What makes Nash really special is that he's not just a passer out of the pick-and-roll. Oftentimes, he sets up the P&R to get his own shot and keep the defense honest.

This action shows how Nash can instantly recognize what the show man is doing and then instinctively go into attack mode. After coming off of the pick, Nash realizes that the hedge man is a bit too flat and that he can attack his outside shoulder to turn the corner. By turning on the jets, he slides right by Luis Scola and gets an easy lay-in before the defense can adjust.

He does more than attack the rim, though. Because Nash is such a good shooter, he can then use the threat of the drive to set up his jumper.

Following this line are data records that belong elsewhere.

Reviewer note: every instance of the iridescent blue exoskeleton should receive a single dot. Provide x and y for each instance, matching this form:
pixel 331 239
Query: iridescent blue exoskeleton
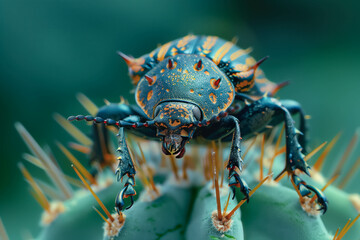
pixel 201 87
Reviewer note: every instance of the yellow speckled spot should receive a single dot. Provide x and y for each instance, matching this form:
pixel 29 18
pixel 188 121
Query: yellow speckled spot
pixel 213 98
pixel 149 96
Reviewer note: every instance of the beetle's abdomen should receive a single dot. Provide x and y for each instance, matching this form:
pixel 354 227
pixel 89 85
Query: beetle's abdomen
pixel 233 61
pixel 203 84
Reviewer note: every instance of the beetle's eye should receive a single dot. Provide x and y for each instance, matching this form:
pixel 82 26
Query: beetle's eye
pixel 157 110
pixel 197 113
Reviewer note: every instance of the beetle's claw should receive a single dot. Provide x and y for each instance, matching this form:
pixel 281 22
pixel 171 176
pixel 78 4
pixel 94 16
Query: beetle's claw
pixel 321 198
pixel 236 182
pixel 127 191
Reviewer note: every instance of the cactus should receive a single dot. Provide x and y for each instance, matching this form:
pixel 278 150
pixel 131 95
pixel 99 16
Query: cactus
pixel 189 203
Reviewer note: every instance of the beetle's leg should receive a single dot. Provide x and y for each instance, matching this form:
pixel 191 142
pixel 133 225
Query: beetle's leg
pixel 100 151
pixel 295 108
pixel 269 111
pixel 125 167
pixel 304 190
pixel 235 162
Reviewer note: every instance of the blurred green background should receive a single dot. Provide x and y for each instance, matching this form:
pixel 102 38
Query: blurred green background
pixel 52 49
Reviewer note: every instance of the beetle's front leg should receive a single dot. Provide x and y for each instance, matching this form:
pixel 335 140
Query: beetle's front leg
pixel 125 167
pixel 235 162
pixel 269 111
pixel 304 189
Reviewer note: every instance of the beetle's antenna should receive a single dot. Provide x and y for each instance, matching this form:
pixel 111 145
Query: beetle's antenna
pixel 111 122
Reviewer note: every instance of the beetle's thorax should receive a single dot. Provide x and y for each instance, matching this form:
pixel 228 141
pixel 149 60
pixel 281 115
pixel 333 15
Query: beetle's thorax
pixel 184 79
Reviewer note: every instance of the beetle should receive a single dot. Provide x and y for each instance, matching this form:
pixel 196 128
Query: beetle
pixel 201 87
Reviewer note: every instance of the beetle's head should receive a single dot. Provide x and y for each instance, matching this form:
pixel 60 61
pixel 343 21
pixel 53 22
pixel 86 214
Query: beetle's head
pixel 175 123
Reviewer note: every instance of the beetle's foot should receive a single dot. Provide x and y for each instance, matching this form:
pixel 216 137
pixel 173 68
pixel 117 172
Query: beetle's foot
pixel 236 182
pixel 320 198
pixel 306 190
pixel 295 160
pixel 127 191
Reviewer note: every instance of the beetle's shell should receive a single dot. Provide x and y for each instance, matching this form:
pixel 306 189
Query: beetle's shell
pixel 227 56
pixel 184 82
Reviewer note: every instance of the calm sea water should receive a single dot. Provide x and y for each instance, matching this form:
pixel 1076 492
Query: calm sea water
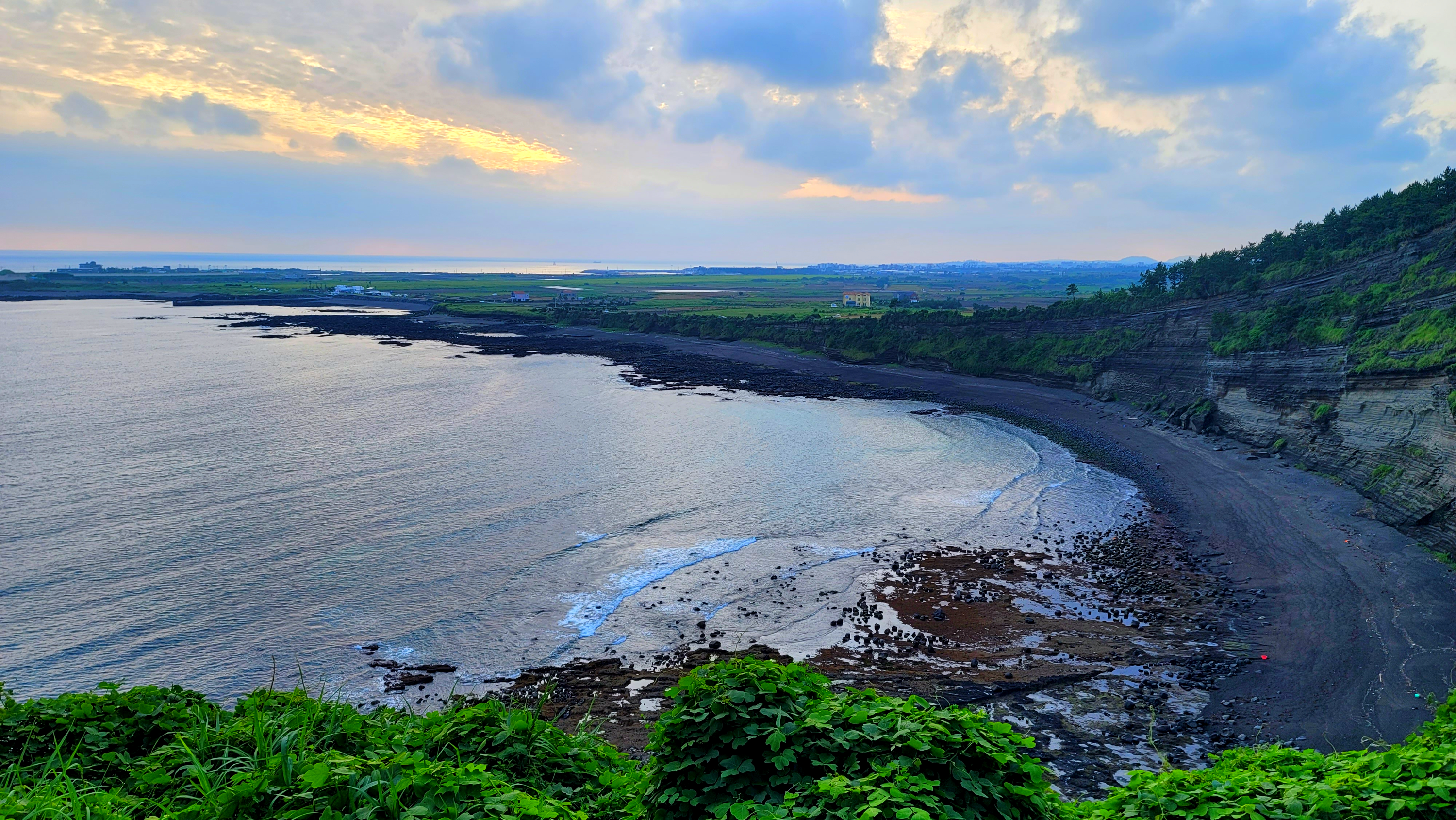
pixel 182 502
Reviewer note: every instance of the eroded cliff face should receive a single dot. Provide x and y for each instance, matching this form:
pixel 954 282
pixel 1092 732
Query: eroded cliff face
pixel 1390 435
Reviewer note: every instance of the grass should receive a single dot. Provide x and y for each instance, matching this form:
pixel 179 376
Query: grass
pixel 743 739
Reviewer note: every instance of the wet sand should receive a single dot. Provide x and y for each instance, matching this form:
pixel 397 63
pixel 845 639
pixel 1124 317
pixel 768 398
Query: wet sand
pixel 1356 619
pixel 1250 605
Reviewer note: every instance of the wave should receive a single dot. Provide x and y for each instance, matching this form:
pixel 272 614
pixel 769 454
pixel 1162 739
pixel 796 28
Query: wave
pixel 590 611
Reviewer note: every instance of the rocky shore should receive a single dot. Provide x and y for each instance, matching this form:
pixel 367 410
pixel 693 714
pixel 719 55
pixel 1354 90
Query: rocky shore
pixel 1116 650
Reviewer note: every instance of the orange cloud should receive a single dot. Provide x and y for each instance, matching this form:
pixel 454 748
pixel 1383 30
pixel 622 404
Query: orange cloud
pixel 817 187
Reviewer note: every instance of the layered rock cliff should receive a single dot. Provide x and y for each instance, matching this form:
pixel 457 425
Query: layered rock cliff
pixel 1390 433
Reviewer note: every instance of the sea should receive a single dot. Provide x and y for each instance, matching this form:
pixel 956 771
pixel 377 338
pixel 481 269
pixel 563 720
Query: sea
pixel 185 502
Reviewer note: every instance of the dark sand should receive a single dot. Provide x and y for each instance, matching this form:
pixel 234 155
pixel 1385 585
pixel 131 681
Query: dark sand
pixel 1356 619
pixel 1270 611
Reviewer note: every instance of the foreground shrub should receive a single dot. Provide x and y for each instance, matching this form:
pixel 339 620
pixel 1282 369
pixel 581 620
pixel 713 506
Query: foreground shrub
pixel 1416 780
pixel 745 740
pixel 750 737
pixel 169 753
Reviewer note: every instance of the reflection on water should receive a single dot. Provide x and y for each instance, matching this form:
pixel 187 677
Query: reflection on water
pixel 185 502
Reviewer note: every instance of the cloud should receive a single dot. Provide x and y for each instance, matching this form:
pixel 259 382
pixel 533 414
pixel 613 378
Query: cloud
pixel 347 142
pixel 817 187
pixel 546 50
pixel 1180 46
pixel 1296 78
pixel 797 43
pixel 81 110
pixel 1074 146
pixel 726 117
pixel 204 117
pixel 817 140
pixel 941 97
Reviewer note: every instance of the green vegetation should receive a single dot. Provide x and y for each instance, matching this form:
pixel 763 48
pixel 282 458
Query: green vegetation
pixel 745 739
pixel 1379 474
pixel 954 340
pixel 745 736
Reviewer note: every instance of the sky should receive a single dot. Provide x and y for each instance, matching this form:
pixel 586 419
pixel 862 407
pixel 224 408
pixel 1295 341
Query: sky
pixel 779 132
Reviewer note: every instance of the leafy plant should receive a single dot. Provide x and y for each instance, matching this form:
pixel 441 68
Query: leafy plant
pixel 755 733
pixel 745 740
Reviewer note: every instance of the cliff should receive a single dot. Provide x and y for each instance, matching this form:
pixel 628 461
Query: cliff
pixel 1390 432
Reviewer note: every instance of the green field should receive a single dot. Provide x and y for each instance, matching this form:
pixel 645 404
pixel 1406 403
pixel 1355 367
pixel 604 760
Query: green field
pixel 728 295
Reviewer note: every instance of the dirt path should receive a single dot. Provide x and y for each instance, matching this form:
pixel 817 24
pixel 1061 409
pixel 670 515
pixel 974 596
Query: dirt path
pixel 1357 619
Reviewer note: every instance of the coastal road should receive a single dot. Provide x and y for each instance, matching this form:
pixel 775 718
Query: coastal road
pixel 1359 622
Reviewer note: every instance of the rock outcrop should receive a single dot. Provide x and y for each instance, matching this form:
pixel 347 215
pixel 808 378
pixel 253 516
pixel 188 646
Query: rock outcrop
pixel 1390 435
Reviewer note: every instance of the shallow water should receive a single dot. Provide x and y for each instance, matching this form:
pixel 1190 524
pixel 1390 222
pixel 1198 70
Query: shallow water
pixel 185 502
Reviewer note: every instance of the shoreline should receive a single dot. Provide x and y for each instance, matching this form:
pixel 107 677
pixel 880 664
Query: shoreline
pixel 1352 618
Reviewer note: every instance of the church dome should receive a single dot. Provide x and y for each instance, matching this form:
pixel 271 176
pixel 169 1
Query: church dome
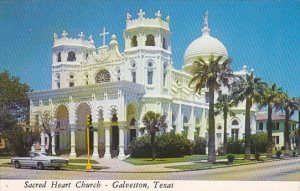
pixel 204 46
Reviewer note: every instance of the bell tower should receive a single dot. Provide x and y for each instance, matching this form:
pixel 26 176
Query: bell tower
pixel 148 51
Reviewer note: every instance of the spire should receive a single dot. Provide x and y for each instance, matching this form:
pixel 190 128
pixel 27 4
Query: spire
pixel 205 30
pixel 103 34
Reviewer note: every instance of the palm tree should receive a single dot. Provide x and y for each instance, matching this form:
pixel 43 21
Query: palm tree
pixel 210 74
pixel 271 99
pixel 298 108
pixel 289 105
pixel 249 88
pixel 223 105
pixel 153 121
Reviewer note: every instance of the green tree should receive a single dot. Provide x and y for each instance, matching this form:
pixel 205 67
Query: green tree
pixel 298 131
pixel 288 105
pixel 14 107
pixel 210 74
pixel 153 122
pixel 249 88
pixel 271 100
pixel 13 99
pixel 224 103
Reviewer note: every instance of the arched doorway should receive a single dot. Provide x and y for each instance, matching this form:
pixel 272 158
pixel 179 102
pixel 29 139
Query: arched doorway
pixel 185 126
pixel 62 136
pixel 81 135
pixel 131 119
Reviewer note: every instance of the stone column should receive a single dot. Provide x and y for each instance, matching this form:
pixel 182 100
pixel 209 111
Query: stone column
pixel 33 147
pixel 43 142
pixel 53 143
pixel 179 125
pixel 107 154
pixel 169 128
pixel 191 130
pixel 73 142
pixel 95 133
pixel 122 126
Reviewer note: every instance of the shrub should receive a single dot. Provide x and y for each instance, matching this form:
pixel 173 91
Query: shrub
pixel 141 147
pixel 235 146
pixel 230 157
pixel 278 153
pixel 257 155
pixel 200 144
pixel 220 150
pixel 259 142
pixel 166 145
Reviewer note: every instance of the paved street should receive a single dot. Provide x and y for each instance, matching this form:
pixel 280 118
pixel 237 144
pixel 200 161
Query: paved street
pixel 284 170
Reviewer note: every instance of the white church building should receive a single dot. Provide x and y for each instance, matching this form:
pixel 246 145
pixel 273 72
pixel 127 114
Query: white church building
pixel 118 88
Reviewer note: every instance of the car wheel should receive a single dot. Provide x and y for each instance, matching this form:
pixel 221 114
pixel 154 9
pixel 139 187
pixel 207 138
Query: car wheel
pixel 17 164
pixel 40 166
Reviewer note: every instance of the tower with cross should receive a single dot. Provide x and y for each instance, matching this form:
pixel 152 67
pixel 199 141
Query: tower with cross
pixel 103 34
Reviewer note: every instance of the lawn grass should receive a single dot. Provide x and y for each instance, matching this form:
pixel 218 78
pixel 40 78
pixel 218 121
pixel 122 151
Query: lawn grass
pixel 68 167
pixel 204 165
pixel 148 161
pixel 82 161
pixel 6 157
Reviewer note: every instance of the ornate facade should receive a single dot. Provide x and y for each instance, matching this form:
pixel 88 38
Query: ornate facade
pixel 117 89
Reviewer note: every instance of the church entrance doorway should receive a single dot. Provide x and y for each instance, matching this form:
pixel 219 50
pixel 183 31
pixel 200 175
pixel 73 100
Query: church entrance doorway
pixel 57 141
pixel 114 137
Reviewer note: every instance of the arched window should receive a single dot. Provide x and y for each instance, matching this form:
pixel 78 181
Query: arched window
pixel 150 40
pixel 165 73
pixel 134 41
pixel 58 57
pixel 234 122
pixel 134 76
pixel 71 56
pixel 165 43
pixel 150 73
pixel 102 76
pixel 150 76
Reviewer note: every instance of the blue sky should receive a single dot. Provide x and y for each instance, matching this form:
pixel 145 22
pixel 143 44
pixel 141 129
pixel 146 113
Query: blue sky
pixel 263 35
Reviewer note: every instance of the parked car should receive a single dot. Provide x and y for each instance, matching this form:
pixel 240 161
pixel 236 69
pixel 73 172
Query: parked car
pixel 39 161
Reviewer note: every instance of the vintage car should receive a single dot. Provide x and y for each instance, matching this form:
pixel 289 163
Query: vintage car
pixel 39 161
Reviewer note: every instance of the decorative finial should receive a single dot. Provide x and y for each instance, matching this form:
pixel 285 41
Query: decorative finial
pixel 81 35
pixel 141 15
pixel 64 34
pixel 158 14
pixel 205 30
pixel 103 34
pixel 168 19
pixel 55 36
pixel 128 16
pixel 91 39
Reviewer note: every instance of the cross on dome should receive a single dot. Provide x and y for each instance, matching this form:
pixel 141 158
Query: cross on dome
pixel 141 14
pixel 54 36
pixel 91 39
pixel 64 34
pixel 205 30
pixel 128 16
pixel 81 35
pixel 158 14
pixel 103 34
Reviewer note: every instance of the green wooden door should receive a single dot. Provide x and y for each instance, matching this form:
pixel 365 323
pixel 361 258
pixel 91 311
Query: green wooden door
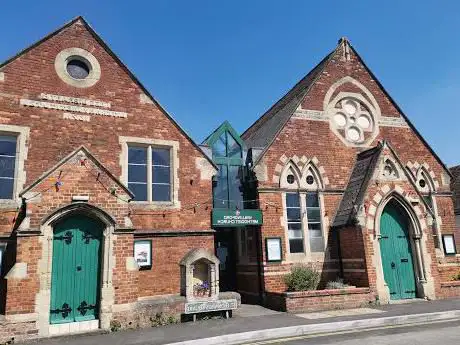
pixel 76 270
pixel 396 252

In setting up the P&R with Pau Gasol, Nash convinces the defender that he's looking to drive the ball. The first attempt doesn't yield anything positive, so he resets and goes at it again. On that second try, Nash takes a hard dribble away from the screen to imply he's going to drive, only to pull the ball back to give himself space.

Once the defender is wiped out of the play, Nash calmly pulls up and knocks down the three-pointer.

This is what makes Nash so deadly with the ball in his hands when running the P&R. He is, essentially, a triple threat to pass, drive to score or pull up to score. This puts the defense in the precarious position of having to defend every imaginable action. It leads to the D being spread so thin that it can't realistically take away everything.

Having Howard as a partner should only enhance the threat that Nash presents.

Howard is, by any measure, the best finisher in the game when running the pick-and-roll. He has the size and quickness to get into open spaces that make him a great target, while also possessing the athleticism and soft hands to make even the most difficult pass catchable. And then he finishes with ease at the basket.

Here, Howard simply sets up at the top of the key to set the pick and half-slips into the opening in the middle of the defense to make himself available. Jameer Nelson then throws him a crisp bounce pass that Howard gobbles up and instantly rises to finish at the basket. Not only does the defense not try to contest him at the rim, but it's not even in position to do so because of how quickly Howard darted open after the screen.

Howard not only uses quickness to slip screens, but also has the wide frame and power to knock defenders off the ball-handler to set up the action.

Look at how Howard, with a legal screen, creates space for Jameer Nelson to turn the corner and attack the big man hedging. Nelson then shows excellent patience and occupies Al Horford while Howard dives to the bucket. Once Dwight is in range, Nelson simply throws the ball in the vicinity of the rim and Howard finishes with ease.

And this is really the common theme with Howard: He's so athletic and has such a feel for timing and moving into open space that the potential for the highlight play is there every time he sets a screen. There are countless variations of Howard catching pocket passes and hammering home a dunk or soaring above the defense to throw down a sky-high lob pass

For the Lakers, then, you can only imagine how this can (and likely will) play out. With Nash controlling the ball on a string and Howard setting screens to free him up (or slipping them to open himself up), there will be countless opportunities to make special plays every night.

This may not be the classic definition of redefining the play, but there is certainly an art to the pick-and-roll. And two masters will be collaborating to demonstrate it.